If there is a genre called “pleasing music” then the late Japanese hip-hop producer Nujabes is surely the king of it. His songs are simple constructions. A repeating sample is fleshed out with soft piano or strings. His drums hold a strict beat and rarely break from their established rhythm. All of the individual pieces of a song work together the same way a wrist-watch does – a dazzlingly complicated set of gears all making a simple tic, tic. There is something, of course, that makes Nujabes more than just “pleasing.” I have often considered his music to be meditative and mysteriously thoughtful in much the same way that Philip Glass or William Basinski are meditative and thoughtful. All three artists thrive on repetition and (usually) pleasant tonalities.
While Glass and Basinski often succeed by varying their repetition over extended periods of time, “Aruarian Dance” limits itself to four quick minutes. “Dance” has three main elements – a muted guitar, drum kit and a string section. The muted guitar is anchored by the same consistent back-beat. Strings rise and fall with the culmination of each phrase. Musical relation is simple and elegant. Nothing is out of place. I imagine a world in constant motion. As an observer of this world, I am in constant engagement with the moving world. I am dancing with it even when I am still.
I once wrote a really bad song about coming home from college for the first time. One of the lines was about having things change while pretending they were still the same. I’m no lyrical genius, but I’d like to think I was reaching toward something true. Home, and its traditions, are meant to be anchors in our lives – a way of combating the inevitable march of time and the change that comes with it. Traditions are great for supplying us with comfort and continuity, yet I can’t help but wish that they could flow the same way that “Aruarian Dance” does.

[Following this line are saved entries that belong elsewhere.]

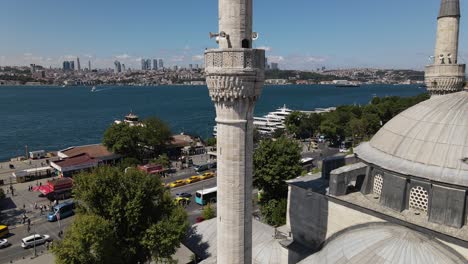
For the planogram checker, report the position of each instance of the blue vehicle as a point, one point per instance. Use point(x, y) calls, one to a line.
point(61, 211)
point(206, 196)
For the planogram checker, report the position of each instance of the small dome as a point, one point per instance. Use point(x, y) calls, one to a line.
point(428, 140)
point(384, 243)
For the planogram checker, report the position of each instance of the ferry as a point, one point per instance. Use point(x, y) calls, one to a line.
point(345, 83)
point(269, 123)
point(131, 119)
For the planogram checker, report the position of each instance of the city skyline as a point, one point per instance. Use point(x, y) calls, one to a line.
point(308, 35)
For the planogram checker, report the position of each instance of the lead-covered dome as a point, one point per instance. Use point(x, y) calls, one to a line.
point(384, 243)
point(428, 140)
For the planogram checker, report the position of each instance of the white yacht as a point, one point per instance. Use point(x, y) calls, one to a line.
point(131, 119)
point(267, 124)
point(272, 121)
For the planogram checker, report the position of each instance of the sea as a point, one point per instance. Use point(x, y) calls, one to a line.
point(52, 118)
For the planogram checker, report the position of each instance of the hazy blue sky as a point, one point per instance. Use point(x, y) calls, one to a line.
point(302, 34)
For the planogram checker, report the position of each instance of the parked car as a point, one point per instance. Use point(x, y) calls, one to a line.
point(207, 175)
point(177, 183)
point(36, 239)
point(4, 243)
point(185, 195)
point(192, 179)
point(182, 200)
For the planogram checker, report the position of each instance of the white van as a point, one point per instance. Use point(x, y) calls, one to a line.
point(37, 239)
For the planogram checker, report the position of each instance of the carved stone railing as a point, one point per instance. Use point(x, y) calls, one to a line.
point(233, 74)
point(235, 58)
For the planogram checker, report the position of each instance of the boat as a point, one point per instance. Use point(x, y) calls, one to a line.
point(131, 119)
point(345, 83)
point(269, 123)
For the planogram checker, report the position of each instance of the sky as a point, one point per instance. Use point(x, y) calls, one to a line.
point(298, 34)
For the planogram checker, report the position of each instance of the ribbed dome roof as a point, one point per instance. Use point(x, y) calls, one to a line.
point(428, 140)
point(384, 243)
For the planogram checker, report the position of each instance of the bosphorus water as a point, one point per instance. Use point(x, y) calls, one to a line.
point(53, 118)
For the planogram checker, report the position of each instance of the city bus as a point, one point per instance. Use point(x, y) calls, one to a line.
point(61, 211)
point(203, 197)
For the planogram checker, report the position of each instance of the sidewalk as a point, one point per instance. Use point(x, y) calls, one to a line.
point(46, 258)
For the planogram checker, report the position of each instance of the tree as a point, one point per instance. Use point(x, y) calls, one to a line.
point(274, 163)
point(293, 122)
point(143, 220)
point(208, 212)
point(89, 240)
point(163, 160)
point(123, 139)
point(274, 211)
point(156, 136)
point(150, 139)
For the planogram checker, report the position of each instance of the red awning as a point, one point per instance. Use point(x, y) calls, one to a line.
point(44, 189)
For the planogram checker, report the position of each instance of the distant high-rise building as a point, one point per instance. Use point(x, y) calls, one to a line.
point(78, 64)
point(155, 64)
point(66, 66)
point(117, 67)
point(148, 64)
point(33, 68)
point(145, 64)
point(274, 66)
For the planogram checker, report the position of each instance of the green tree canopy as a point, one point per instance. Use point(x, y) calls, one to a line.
point(274, 163)
point(132, 209)
point(89, 240)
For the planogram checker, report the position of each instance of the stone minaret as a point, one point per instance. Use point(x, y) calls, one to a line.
point(234, 75)
point(445, 75)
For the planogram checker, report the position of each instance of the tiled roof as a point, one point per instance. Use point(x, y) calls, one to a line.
point(95, 151)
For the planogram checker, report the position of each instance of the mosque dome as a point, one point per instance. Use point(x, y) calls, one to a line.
point(428, 140)
point(384, 243)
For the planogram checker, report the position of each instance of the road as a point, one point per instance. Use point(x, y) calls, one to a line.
point(12, 209)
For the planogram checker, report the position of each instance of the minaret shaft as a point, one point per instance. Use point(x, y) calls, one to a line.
point(234, 75)
point(445, 75)
point(235, 19)
point(446, 50)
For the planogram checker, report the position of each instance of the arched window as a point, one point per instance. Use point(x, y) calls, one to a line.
point(419, 199)
point(378, 184)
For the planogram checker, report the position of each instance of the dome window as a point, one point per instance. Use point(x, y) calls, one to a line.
point(419, 199)
point(378, 184)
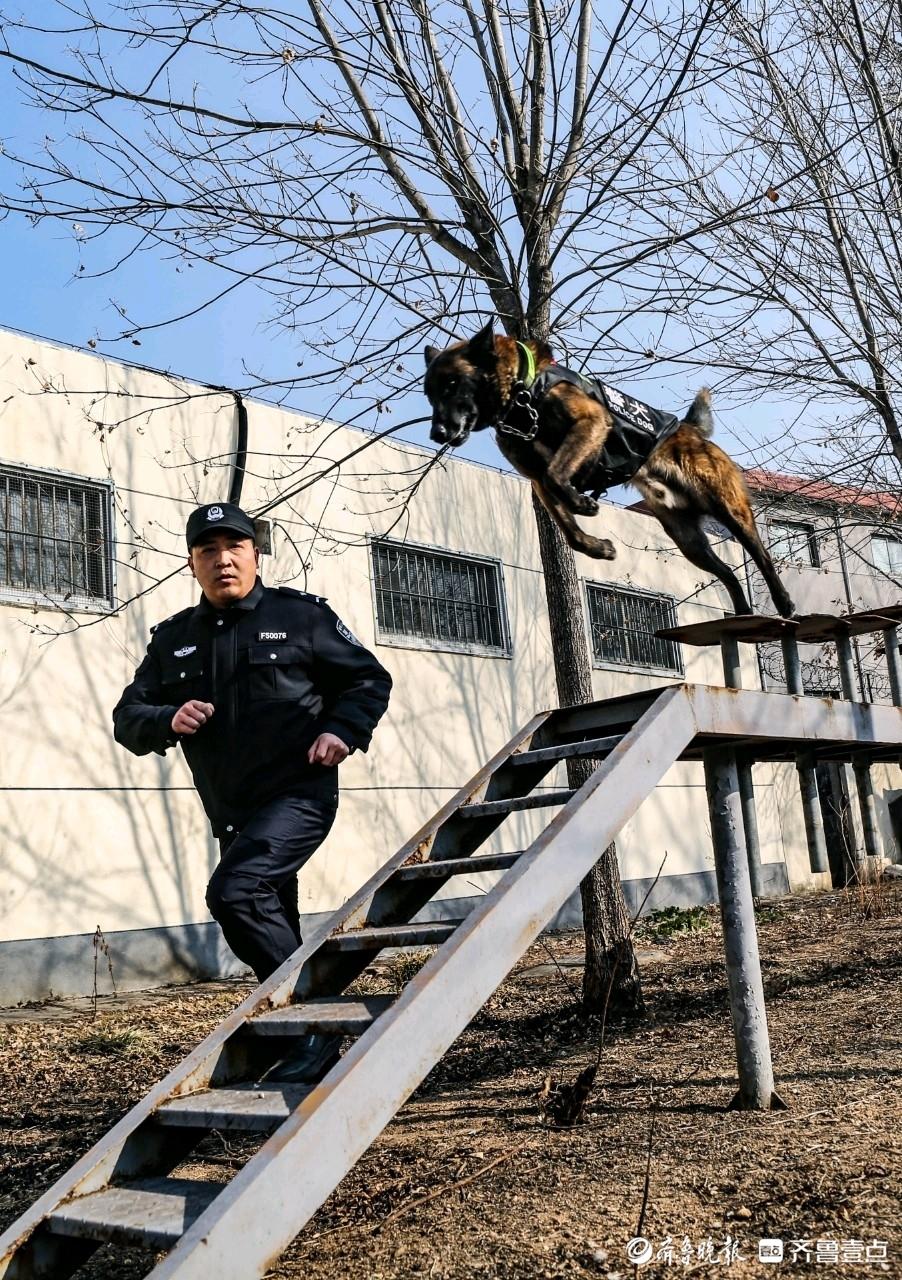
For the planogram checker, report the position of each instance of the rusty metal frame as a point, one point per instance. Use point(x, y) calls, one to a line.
point(114, 1153)
point(276, 1192)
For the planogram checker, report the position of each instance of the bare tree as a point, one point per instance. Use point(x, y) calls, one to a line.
point(384, 170)
point(793, 164)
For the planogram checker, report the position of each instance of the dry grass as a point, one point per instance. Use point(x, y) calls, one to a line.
point(468, 1182)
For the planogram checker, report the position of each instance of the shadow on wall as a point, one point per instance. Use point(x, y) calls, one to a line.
point(126, 844)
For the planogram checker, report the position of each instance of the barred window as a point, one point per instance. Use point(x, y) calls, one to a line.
point(623, 626)
point(795, 542)
point(425, 595)
point(887, 553)
point(55, 538)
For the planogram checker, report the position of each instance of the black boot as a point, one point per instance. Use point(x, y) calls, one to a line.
point(312, 1057)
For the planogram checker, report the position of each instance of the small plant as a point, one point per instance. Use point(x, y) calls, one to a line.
point(406, 967)
point(108, 1042)
point(673, 922)
point(767, 914)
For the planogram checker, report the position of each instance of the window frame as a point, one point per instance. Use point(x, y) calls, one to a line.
point(878, 568)
point(402, 640)
point(810, 530)
point(600, 663)
point(106, 493)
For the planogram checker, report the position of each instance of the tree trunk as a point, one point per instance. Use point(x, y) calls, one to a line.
point(610, 978)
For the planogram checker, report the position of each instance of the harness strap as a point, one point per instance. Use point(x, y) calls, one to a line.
point(527, 375)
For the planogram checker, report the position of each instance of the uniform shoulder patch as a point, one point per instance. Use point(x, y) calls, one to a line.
point(347, 634)
point(302, 595)
point(173, 617)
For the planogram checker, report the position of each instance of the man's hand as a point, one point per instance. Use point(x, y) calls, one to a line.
point(328, 749)
point(191, 716)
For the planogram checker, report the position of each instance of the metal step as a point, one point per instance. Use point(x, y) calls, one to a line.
point(540, 800)
point(457, 867)
point(155, 1212)
point(392, 936)
point(568, 750)
point(255, 1107)
point(323, 1130)
point(339, 1015)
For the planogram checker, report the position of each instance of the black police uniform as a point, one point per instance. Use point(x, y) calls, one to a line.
point(279, 668)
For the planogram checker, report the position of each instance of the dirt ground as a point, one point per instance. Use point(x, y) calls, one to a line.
point(472, 1180)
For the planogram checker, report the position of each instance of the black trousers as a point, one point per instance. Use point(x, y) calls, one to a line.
point(253, 892)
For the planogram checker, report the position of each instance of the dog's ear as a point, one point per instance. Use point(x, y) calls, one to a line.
point(481, 346)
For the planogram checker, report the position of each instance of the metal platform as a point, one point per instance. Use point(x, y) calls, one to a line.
point(128, 1188)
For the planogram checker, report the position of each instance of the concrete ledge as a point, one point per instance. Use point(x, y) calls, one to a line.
point(35, 969)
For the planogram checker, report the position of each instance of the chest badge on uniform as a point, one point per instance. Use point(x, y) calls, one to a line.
point(348, 635)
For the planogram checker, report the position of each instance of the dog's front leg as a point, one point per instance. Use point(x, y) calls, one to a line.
point(599, 548)
point(587, 425)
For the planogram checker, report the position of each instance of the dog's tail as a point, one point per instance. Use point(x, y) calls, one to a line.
point(699, 414)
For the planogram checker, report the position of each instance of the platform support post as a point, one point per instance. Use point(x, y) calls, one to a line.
point(737, 913)
point(891, 641)
point(868, 807)
point(732, 679)
point(846, 667)
point(807, 778)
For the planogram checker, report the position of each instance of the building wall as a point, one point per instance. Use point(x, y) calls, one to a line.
point(96, 839)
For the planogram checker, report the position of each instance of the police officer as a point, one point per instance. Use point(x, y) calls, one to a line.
point(266, 691)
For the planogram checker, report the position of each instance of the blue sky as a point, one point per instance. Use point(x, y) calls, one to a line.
point(51, 291)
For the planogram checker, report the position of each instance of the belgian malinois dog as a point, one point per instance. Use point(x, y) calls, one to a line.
point(557, 435)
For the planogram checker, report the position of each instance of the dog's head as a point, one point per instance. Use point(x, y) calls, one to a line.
point(461, 387)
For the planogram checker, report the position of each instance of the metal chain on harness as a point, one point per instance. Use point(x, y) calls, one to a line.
point(521, 400)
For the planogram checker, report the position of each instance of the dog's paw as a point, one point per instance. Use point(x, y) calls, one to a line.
point(584, 504)
point(600, 548)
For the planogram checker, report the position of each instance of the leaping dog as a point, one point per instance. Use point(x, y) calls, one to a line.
point(573, 435)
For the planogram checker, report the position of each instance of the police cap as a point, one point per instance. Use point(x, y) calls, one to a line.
point(218, 517)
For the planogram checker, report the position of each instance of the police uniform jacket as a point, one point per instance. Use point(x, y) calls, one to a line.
point(279, 668)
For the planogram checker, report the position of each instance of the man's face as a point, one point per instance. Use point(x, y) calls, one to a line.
point(225, 566)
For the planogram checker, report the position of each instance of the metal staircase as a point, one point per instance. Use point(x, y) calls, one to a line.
point(128, 1188)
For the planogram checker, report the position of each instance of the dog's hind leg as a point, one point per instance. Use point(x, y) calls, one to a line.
point(685, 529)
point(599, 548)
point(741, 524)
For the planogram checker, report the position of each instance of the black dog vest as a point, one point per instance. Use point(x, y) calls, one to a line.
point(637, 429)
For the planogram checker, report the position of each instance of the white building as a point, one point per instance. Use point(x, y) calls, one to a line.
point(101, 462)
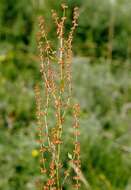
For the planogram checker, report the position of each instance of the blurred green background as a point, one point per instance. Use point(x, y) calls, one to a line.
point(102, 86)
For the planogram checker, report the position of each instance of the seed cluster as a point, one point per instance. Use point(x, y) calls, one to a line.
point(56, 76)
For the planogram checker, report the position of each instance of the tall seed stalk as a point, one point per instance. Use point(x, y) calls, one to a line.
point(56, 76)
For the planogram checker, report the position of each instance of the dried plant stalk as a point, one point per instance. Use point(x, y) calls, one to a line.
point(56, 75)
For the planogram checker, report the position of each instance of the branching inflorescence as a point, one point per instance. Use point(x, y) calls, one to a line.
point(51, 113)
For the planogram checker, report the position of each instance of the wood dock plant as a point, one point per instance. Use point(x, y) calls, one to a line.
point(52, 107)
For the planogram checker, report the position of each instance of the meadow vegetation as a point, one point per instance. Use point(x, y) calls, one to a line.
point(101, 83)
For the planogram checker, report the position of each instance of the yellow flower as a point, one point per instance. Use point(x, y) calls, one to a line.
point(35, 153)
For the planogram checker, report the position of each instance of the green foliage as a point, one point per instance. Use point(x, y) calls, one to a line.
point(104, 93)
point(103, 88)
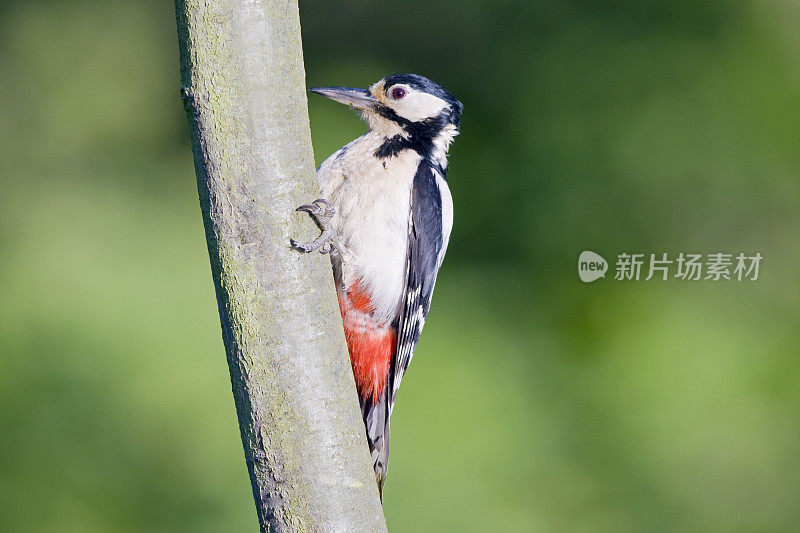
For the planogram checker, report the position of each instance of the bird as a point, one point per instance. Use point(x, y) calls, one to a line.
point(386, 214)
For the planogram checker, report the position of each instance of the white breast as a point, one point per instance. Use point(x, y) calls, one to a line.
point(372, 200)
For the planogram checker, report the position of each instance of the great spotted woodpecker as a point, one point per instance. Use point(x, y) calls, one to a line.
point(386, 215)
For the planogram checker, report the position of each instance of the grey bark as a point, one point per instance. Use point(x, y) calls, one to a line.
point(303, 438)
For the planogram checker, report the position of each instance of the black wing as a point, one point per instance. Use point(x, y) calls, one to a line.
point(426, 243)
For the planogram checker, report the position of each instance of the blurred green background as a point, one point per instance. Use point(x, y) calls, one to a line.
point(535, 402)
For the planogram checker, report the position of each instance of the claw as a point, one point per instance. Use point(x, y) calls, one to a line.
point(321, 211)
point(311, 209)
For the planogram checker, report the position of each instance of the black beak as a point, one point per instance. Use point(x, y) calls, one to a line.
point(357, 98)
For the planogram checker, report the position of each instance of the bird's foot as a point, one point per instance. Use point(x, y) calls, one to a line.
point(321, 211)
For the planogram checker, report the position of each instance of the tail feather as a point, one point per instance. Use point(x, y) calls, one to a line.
point(376, 420)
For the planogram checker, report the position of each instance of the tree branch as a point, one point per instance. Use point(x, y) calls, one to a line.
point(303, 438)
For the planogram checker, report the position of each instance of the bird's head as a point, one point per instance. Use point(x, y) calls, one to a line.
point(410, 108)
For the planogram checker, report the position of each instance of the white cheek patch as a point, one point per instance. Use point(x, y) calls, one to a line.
point(417, 106)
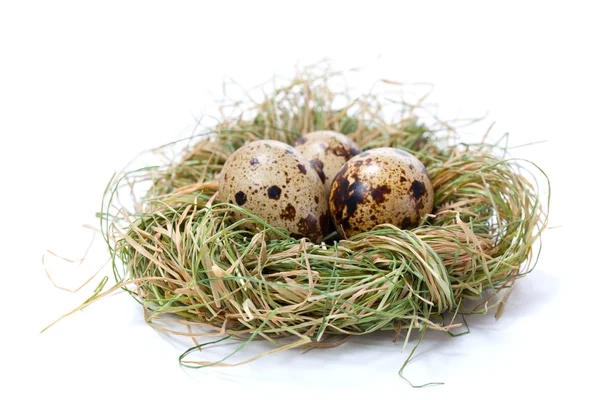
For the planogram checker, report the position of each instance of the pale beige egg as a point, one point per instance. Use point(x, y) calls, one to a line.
point(274, 182)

Because if something is always supposed to be a certain way, then it follows that there is always something that can go wrong. If your deceased grandfather was always the one to carve the Christmas ham, then something is off when he dies and the tradition is not the same as it was.
“Aruarian Dance” is, in part, an acceptance of this reality. The same themes and ideas are present throughout the entire song, but your experience of those ideas changes with each iteration. To steal a term from Martin Buber, as the music repeats I change and I am able to “stand in relation” to it. I am dancing with it even when I am still. Everything is in its right place because it has no place. You can never be lost. You can never be alone. You are always moving farther and closer to the same point. The only consistency is inconsistency and that is its own kind of tradition.